Олег Руднев - Долгая дорога в дюнах
Следователь бегло посмотрел прошение:
— Это весьма похвально, господин учитель, что вы принимаете близко к сердцу дела своих земляков. — Он откинулся на стуле, внимательно поглядел на Акменьлаукса. — Непохвально другое. Непохвально, что вы, человек, призванный воспитывать и наставлять добру и разуму, сами подаете своим ученикам дурные примеры.
— То есть? — нахмурился Акменьлаукс. — Я вас не понимаю…
— Очень жаль, — вздохнул следователь. — Во время ареста этого «даровитого» юноши вы попытались воспрепятствовать действиям полиции, подстрекали людей… Полицейские указывают на это в донесении.
— Но, позвольте, у них не было даже ордера на арест.
А вы всегда справедливы по отношению к своим ученикам? Вы никогда не допускаете отдельных отклонений? — жестко перебил его следователь. — Но это еще не все. Затем в тот же день после отъезда полицейских вы устроили в поселке настоящий митинг.
— А, вон что, — усмехнулся Акменьлаукс. — У вас уже и на меня заведено досье. Только за то, что попросил своих же земляков написать это прошение.
Следователь насмешливо посмотрел в его сторону:
— Я понимаю, вам хотелось бы именно так истолковать дело. Но, по счастливой случайности, мы немножко в курсе и ваших поступков, и ваших взглядов. Вы довольно смело отклоняетесь от учебной программы, утвержденной министром. Допускаете любопытное толкование известных исторических событий.
— Я до сих пор наивно полагал, что вопросы преподавания находятся в компетенции министерства просвещения, а не полиции. Извините, если я ошибся.
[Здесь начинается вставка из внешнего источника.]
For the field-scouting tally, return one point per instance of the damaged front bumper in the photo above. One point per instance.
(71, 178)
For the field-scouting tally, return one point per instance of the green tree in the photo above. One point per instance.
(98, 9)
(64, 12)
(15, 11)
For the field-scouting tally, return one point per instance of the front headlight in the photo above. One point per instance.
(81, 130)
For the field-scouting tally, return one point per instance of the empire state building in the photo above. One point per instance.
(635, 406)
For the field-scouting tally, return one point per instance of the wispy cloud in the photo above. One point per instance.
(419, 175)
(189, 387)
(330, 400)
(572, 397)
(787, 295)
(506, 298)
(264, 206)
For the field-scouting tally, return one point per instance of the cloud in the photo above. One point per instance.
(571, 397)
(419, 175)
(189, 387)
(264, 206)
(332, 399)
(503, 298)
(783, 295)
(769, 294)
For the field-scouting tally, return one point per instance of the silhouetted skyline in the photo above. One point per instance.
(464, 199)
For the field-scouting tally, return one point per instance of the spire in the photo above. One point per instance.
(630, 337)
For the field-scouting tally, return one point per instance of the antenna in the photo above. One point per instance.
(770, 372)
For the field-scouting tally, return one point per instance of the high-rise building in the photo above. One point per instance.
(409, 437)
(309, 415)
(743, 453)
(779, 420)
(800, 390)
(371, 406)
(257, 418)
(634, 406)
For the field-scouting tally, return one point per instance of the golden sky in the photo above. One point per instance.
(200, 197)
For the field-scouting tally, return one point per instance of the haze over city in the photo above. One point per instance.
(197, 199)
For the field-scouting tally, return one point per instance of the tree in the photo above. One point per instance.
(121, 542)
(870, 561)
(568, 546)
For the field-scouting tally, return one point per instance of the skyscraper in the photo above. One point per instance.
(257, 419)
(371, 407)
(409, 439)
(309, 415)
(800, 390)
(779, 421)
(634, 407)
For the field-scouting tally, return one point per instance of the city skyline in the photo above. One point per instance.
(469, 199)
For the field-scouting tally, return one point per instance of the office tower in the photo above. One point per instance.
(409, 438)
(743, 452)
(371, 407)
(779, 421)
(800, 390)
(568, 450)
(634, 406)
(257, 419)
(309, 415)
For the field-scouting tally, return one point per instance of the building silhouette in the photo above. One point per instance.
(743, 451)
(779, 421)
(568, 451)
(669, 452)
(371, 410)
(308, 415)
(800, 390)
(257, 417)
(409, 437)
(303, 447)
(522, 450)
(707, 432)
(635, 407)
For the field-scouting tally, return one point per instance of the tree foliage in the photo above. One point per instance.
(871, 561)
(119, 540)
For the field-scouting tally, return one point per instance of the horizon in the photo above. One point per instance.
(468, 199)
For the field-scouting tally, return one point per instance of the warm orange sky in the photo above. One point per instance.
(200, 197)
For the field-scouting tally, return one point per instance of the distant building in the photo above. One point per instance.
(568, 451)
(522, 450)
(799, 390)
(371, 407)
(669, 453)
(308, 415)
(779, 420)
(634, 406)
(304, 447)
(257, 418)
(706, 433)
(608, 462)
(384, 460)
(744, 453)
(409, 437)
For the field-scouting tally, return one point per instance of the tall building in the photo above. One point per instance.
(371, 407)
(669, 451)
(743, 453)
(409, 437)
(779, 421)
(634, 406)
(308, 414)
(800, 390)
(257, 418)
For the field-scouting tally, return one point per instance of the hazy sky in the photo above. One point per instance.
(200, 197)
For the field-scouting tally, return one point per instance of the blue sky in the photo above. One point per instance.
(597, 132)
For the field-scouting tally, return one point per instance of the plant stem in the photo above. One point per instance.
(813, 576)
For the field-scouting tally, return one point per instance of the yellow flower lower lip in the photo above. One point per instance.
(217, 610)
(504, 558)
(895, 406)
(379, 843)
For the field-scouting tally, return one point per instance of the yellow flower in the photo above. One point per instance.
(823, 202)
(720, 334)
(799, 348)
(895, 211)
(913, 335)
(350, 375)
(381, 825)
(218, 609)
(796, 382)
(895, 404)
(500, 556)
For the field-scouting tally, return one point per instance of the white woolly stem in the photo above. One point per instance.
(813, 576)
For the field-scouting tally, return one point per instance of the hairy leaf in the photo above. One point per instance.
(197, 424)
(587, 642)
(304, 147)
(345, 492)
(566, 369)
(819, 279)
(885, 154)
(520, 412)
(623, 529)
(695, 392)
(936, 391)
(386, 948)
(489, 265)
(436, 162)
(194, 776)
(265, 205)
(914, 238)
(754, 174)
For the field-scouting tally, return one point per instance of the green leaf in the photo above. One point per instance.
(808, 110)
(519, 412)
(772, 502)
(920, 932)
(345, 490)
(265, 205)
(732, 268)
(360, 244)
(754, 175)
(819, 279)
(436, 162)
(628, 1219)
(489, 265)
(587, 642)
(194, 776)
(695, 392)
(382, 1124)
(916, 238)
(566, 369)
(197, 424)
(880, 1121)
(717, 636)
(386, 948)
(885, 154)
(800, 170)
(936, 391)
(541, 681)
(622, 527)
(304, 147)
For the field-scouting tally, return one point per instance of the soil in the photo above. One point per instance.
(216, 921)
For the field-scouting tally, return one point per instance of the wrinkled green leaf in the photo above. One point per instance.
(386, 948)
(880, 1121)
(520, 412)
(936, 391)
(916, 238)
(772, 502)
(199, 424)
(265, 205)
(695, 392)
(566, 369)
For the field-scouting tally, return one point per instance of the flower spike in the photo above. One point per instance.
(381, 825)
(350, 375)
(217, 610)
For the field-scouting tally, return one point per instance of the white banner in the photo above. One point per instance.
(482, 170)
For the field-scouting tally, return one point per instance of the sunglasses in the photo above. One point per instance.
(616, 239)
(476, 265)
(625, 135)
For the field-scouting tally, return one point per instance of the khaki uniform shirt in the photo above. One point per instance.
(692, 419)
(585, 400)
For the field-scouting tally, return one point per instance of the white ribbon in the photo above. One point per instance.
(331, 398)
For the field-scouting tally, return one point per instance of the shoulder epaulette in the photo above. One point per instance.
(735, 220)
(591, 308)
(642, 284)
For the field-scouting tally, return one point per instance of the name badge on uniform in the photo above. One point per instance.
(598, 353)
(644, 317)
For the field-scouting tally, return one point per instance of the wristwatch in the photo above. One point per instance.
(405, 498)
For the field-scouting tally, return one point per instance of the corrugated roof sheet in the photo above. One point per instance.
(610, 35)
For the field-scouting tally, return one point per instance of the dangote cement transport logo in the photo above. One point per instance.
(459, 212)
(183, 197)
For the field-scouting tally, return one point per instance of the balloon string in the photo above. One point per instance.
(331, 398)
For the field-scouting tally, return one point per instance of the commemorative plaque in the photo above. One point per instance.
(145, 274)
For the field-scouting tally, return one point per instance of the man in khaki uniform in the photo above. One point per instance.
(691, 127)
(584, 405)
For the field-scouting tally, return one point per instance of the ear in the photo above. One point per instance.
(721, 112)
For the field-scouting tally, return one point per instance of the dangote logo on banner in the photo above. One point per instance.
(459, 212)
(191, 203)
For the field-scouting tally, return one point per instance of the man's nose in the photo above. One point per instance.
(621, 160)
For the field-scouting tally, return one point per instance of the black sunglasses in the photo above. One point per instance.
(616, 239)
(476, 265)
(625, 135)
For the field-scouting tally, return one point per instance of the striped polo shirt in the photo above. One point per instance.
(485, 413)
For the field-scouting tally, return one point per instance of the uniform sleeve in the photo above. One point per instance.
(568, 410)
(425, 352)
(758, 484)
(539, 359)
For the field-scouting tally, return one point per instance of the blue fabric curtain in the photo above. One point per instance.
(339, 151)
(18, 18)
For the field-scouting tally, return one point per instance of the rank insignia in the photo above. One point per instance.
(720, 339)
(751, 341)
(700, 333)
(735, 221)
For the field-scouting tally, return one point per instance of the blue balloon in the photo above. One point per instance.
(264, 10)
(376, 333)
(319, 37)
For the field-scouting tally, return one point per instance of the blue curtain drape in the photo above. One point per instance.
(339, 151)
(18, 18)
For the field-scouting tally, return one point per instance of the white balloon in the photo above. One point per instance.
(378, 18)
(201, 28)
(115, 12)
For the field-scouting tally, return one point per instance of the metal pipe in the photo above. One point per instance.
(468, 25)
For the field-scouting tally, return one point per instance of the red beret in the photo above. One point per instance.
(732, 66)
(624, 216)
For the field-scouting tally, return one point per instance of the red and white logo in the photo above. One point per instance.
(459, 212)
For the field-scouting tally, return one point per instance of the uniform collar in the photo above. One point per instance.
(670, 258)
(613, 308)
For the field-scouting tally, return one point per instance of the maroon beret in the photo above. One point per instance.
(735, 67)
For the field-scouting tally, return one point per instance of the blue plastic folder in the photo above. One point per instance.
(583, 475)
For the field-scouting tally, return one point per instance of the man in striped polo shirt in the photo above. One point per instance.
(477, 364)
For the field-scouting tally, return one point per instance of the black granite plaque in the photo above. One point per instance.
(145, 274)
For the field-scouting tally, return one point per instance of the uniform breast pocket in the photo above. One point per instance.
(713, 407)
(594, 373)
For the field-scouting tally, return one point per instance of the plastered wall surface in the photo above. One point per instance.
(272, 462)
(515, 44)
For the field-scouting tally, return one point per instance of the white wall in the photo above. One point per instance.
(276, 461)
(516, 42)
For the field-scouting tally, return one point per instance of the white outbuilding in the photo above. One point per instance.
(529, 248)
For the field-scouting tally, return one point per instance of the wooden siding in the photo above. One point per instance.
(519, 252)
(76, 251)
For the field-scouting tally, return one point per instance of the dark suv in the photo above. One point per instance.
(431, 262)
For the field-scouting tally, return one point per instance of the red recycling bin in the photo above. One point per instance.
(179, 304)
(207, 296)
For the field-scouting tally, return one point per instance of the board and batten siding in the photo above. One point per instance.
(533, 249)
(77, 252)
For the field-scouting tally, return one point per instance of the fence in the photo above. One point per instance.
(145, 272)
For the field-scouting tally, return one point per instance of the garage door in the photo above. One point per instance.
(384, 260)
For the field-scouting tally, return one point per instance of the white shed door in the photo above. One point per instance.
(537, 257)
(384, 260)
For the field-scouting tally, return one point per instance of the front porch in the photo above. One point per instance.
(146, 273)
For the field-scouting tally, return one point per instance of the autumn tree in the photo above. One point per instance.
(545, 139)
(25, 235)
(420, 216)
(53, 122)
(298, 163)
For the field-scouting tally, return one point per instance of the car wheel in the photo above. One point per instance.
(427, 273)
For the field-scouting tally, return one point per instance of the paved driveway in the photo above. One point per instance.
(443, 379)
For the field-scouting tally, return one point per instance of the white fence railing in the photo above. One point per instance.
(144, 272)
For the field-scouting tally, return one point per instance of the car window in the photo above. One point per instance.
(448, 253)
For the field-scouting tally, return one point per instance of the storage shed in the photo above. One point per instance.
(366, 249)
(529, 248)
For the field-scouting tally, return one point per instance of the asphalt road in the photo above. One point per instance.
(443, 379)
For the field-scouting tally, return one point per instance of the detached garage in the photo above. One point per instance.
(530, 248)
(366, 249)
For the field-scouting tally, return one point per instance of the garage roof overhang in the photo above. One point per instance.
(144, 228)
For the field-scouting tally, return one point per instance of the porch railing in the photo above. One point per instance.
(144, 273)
— И очень жестоко ошиблись. Если министерство не может уследить за такими, как вы, то, поверьте, мы своих детей в обиду не дадим. Нам вовсе не безразлично, какими идеями вы их потчуете. Вам ли затевать хлопоты о «даровитых» юношах? Ступайте, господин учитель! И мой вам добрый совет: будьте благоразумнее. А то как бы за вас самого не пришлось кому-нибудь хлопотать.
Он вошел к Марте — подтянутый, выбритый, улыбающийся. Но она этого не заметила. Обложенная со всех сторон подушками, Марта пристально разглядывала потолок.
— Доброе утро! — бодро сказал Рихард. — Ну, как самочувствие?
— Благодарю, мне лучше, — безучастно ответила Марта, продолжая изучать лепной плафон вокруг люстры. Голос у нее был слабый, чуть слышный. Лицо — как у восковой куклы. — Мы, кажется, поменялись ролями? Впрочем, я и тогда доставляла вам хлопоты…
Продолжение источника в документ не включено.